Attackers can use that access to trick vulnerable phones into giving up their unique identifiers, such as their IMEI and IMSI numbers, downgrade a target’s connection in order to intercept phone calls, forward calls to another phone or block all phone calls and internet access altogether.

The research, shared exclusively with TechCrunch, affects at least 10 popular Android devices, including Google’s Pixel 2, Huawei’s Nexus 6P and Samsung’s Galaxy S8+.

The vulnerabilities are found in the interface used to communicate with the baseband firmware, the software that allows the phone’s modem to communicate with the cell network, such as making phone calls or connecting to the internet. Given its importance, the baseband is typically off-limits from the rest of the device, including its apps, and often come with command blacklisting to prevent non-critical commands from running. But the researchers found that many Android phones inadvertently allow Bluetooth and USB accessories — like headphones and headsets — access to the baseband. By exploiting a vulnerable accessory, an attacker can run commands on a connected Android phone.

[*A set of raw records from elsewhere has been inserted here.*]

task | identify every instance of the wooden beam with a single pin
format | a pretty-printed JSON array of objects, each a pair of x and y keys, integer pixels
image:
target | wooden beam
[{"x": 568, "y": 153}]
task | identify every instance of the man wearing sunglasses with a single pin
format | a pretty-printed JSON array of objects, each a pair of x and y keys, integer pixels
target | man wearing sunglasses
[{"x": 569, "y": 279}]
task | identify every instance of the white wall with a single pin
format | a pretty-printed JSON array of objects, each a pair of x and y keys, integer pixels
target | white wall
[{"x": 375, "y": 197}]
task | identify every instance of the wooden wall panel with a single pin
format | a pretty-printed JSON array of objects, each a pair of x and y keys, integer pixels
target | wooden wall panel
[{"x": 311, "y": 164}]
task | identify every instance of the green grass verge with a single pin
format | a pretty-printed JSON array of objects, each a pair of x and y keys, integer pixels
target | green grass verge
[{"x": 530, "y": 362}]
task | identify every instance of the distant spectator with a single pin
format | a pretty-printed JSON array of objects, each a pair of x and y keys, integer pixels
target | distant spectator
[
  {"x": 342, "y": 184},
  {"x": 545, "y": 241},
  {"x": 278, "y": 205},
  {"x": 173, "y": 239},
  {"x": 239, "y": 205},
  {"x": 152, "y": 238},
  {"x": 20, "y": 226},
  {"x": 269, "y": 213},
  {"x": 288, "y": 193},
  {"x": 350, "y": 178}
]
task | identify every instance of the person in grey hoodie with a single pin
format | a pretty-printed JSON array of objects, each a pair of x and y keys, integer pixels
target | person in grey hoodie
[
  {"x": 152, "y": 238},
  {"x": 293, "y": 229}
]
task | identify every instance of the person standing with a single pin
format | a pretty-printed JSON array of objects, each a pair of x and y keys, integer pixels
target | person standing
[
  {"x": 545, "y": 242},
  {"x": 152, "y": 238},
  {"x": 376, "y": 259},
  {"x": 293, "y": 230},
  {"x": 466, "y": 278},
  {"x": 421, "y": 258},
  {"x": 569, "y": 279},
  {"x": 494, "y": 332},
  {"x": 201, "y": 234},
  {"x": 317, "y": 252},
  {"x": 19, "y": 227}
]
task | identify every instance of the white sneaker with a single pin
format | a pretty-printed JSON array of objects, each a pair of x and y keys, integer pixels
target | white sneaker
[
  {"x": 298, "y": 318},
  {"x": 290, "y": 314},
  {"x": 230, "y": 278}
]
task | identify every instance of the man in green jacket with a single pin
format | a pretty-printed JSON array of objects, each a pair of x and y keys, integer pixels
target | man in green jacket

“The impact of these attacks ranges from sensitive user information exposure to complete service disruption,” said Syed Rafiul Hussain and Imtiaz Karim, two co-authors of the research, in an email to TechCrunch.

Hussain and his colleagues Imtiaz Karim, Fabrizio Cicala and Elisa Bertino at Purdue University and Omar Chowdhury at the University of Iowa are set to present their findings next month.

“The impact of these attacks ranges from sensitive user information exposure to complete service disruption.”
Syed Rafiul Hussain, Imtiaz Karim

Baseband firmware accepts special commands, known as AT commands, which control the device’s cellular functions. These commands can be used to tell the modem which phone number to call. But the researchers found that these commands can be manipulated. The researchers developed a tool, dubbed ATFuzzer, which tries to find potentially problematic AT commands.

In their testing, the researchers discovered 14 commands that could be used to trick the vulnerable Android phones into leaking sensitive device data, and manipulating phone calls.

But not all devices are vulnerable to the same commands or can be manipulated in the same way. The researchers found, for example, that certain commands could trick a Galaxy S8+ phone into leaking its IMEI number, redirect phone calls to another phone and downgrade their cellular connection — all of which can be used to snoop and listen in on phone calls, such as with specialist cellular snooping hardware known as “stingrays.” Other devices were not vulnerable to call manipulation but were susceptible to commands that could be used to block internet connectivity and phone calls.

The vulnerabilities are not difficult to exploit, but require all of the right conditions to be met.

“The attacks can be easily carried out by an adversary with cheap Bluetooth connectors or by setting up a malicious USB charging station,” said Hussain and Karim. In other words, it’s possible to manipulate a phone if an accessory is accessible over the internet — such as a computer. Or, if a phone is connected to a Bluetooth device, an attacker has to be in close proximity. (Bluetooth attacks are not difficult, given vulnerabilities in how some devices implement Bluetooth has left some devices more vulnerable to attacks than others.)

“If your smartphone is connected with a headphone or any other Bluetooth device, the attacker can first exploit the inherent vulnerabilities of the Bluetooth connection and then inject those malformed AT commands,” the researchers said..

Samsung recognized the vulnerabilities in some of its devices and is rolling out patches. Huawei did not comment at the time of writing. Google said: “The issues reported are either in compliance with the Bluetooth specification or do not reproduce on Pixel devices with up to date security patches.”

Hussain said that iPhones were not affected by the vulnerabilities.

This research becomes the latest to examine vulnerabilities in baseband firmware. Over the years there have been several papers examining various phones and devices with baseband vulnerabilities. Although these reports are rare, security researchers have long warned that intelligence agencies and hackers alike could be using these flaws to launch silent attacks.